Wine Wednesday: Antech Blanquette de Limoux

Every year it seems like the distance between Halloween ghosts and Thanksgiving turkeys gets shorter and shorter. And this year, Hanukkah Harry is hot on the bird's tail, with the Festival of Light starting on December 1st! Before you know it Christmas music will be playing in every store you walk into. It's enough to make you want to crawl back under the covers (it's pitch black at 6 a.m. now anyway).

To take the edge of the impending and inevitable holiday madness, I'm stocking up on the Antech "Brut Nature" Blanquette de Limoux ($12.99) and suggest that you do too. Made in the method ancestrale, which is the same spontaneous way another of my favorite sparklers Bugey Cerdon is made, from Mauzac (90%) and 5% each Chenin Blanc and Chardonnay from Carcassonne and Limoux in the Languedoc. 

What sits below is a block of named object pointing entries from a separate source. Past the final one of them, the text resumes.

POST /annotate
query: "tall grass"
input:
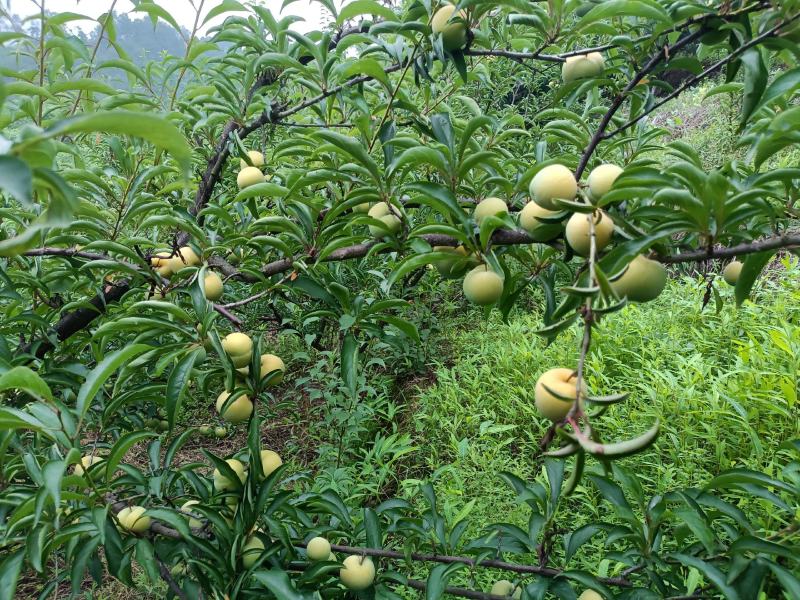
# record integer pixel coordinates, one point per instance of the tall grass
(724, 387)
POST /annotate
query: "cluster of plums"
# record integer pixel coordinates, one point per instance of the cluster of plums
(542, 217)
(166, 263)
(239, 348)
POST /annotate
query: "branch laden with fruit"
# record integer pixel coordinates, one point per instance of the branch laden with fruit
(121, 241)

This is a sweeter style bubbly that delivers tangy Gravenstein apple and D'Anjou pear flavors and a fine, steady stream of delicate bubbles. It reminds me of a Moscato d'Asti with more intense sparkle. And while it could take on your Thanksgiving pumpkin pie like Pacquiao in the ring, I think it would also be delightful with savory latkes smothered in sour cream and apple chutney or salty sweet bacon-wrapped dates stuffed with Manchego cheese and Marcona almonds.